Maynard credited her success to her mother who too, was a successful journalist in a predominantly white field. Her father, a jazz musician supported her too in her endeavors. She worked on the student newspaper of her junior high school, and participated in newsroom activities whenever she could.
Her first job in the main stream media, as a copy boy supported her through her higher education in journalism at Long Island University. Her skills in journalism while in school were recognized by school editors, and after graduation, she joined New York post as reporting staff at the age of 20. She won the attention of legendary Ted Posten who had broken the race barrier in the post’s newsroom.
Being the only black woman, Maynard had difficulties in her relationships with information sources, particularly during the civil rights movement, mainly dominated by men. Facing difficulties with the newspaper company, Maynard sought to take her skills to another paper. This was after the assassination of Martin Luther King Junior.
Nancy Hitch Maynard, together with her husband of 50 years both cofounded the Robert C. Maynard Institute for journalism Education. In her institute, she promoted diversity in journalism, and at the same time, she boldly promoted minority journalists to other media institutes such as the American society of newspaper editors, firmly persuading them to do the right thing; that is look beyond race and hire the minority on the basis of their merit. She was seen as fearless and astute champion of diversity in the media industry.

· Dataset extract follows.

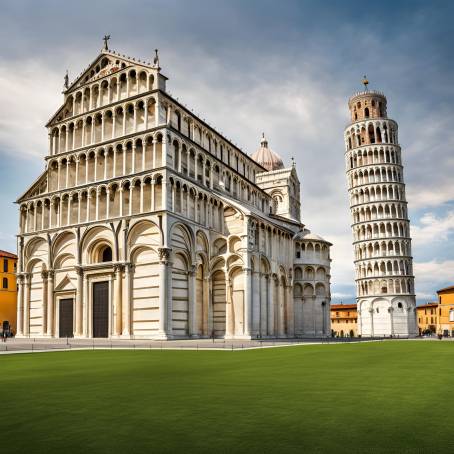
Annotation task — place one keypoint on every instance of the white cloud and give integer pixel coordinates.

Nancy Hicks Maynard, a foresighted pioneer in newsroom diversity and a former co-publisher of the Oakland Tribune, died September 21, 2008 in Los Angeles after a prolonged illness. She was 61. Her death resulted from the intertwined failure of several major organs, her family said. Prior to her marriage to Robert C. Maynard in 1975, Nancy Hicks was recognized along with her soon-to-be husband, as among the best and most accomplished of the vanguard of fewer than 50 black journalists who moved into significant roles in newspaper, radio and television journalism nationally during the urban conflagrations of the early years of the 1960s. Her several journalistic achievements included coverage of developments surrounding the mid-sixties urban rebellions, cutting-edge developments nationally in science and health ranging from the NASA Apollo program to the costs and effectiveness of Great Society-era health care programs including Medicaid and Medicare. (www.mije.org/nancymaynard )
She plays an important role in the African American community as a champion of diversity in the field of journalism. Ever since, the number of African American Journalists has dramatically increased.